While some reforms make sense -- dividing MPS into a series of smaller school districts and attracting more math and science teachers through alternative teacher certification -- it excludes the most important education reform: scrapping the anachronistic 178-day school year.
America is alone among advanced nations in maintaining a school year that’s dictated by the farm calendar. Students in Milwaukee -- and most other American schools -- are subject to seven-hour school days crammed into nine months. Then they’re sent home for three months to forget what they learned during the previous nine. A school calendar that more resembles Europe’s and Japan’s doesn’t extend seven-hour school days into the summer. Instead, it trades shorter school days for a longer school year. Rather than a binge-and-purge curriculum, students would be instructed in a manner that’s more consistent with their ability to absorb what’s being taught.
Davis and Vukmir call for summer school programs for students who aren’t proficient in 4th- and 8th-grade math assessments, but the summer learning gap affects every student in Wisconsin, and it covers every subject. The education achievement gap isn’t just between poor students in Milwaukee and the rest of Wisconsin; it’s between American students and the rest of the world in fields like engineering and computer programming.
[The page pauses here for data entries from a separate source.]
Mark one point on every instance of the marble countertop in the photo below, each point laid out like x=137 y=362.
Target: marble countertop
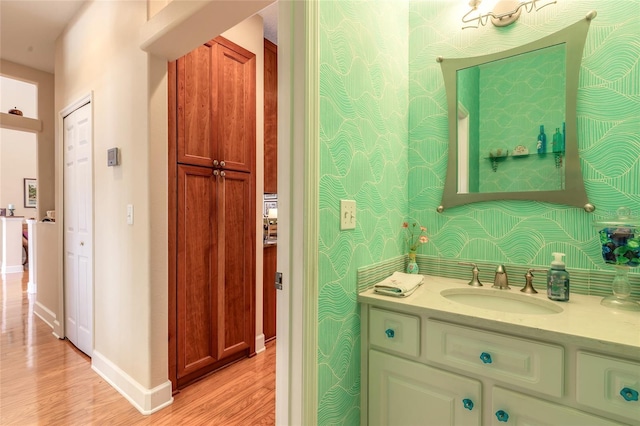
x=582 y=317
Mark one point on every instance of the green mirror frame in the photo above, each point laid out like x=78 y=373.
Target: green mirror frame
x=573 y=194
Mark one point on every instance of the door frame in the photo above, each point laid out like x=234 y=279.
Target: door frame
x=59 y=324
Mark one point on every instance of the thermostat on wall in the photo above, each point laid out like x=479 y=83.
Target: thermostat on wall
x=113 y=157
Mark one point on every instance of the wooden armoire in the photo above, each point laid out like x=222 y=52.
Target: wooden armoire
x=212 y=211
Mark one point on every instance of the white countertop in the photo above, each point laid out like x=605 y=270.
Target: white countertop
x=583 y=317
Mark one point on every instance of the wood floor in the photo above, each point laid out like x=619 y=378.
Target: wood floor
x=46 y=381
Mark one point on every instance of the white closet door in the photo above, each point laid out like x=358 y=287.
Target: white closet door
x=78 y=228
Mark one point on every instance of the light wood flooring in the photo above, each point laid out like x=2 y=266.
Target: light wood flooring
x=46 y=381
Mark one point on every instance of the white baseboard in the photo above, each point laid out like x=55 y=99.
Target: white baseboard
x=147 y=401
x=260 y=343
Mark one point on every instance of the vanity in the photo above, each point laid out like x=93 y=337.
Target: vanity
x=434 y=359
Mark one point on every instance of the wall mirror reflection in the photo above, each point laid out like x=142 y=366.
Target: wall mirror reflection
x=512 y=123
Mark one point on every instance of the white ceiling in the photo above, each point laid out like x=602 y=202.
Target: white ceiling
x=29 y=29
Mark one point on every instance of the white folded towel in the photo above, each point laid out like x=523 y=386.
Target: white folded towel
x=399 y=284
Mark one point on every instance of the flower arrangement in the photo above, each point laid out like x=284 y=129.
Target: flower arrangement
x=415 y=235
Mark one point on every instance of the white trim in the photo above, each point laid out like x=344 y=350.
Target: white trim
x=12 y=269
x=260 y=343
x=311 y=212
x=147 y=401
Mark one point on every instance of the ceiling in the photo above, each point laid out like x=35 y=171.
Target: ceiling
x=29 y=29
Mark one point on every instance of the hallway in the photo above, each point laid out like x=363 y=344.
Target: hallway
x=44 y=380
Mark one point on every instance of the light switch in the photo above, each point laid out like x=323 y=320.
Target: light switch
x=347 y=214
x=129 y=214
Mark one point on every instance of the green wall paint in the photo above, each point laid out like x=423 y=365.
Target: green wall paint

Davis acknowledged the global issue when he asked, “How can we compete in international levels when so many of our students lack even the basic skills needed to perform on the job?” That question can be phrased another way: If American schools aren’t keeping up with other countries, then why can’t we adopt a school calendar that’s used by the rest of the advanced world?
There is little doubt that Milwaukee students would benefit greatly from a school calendar geared more toward learning than preserving summer vacation. So would students everywhere else.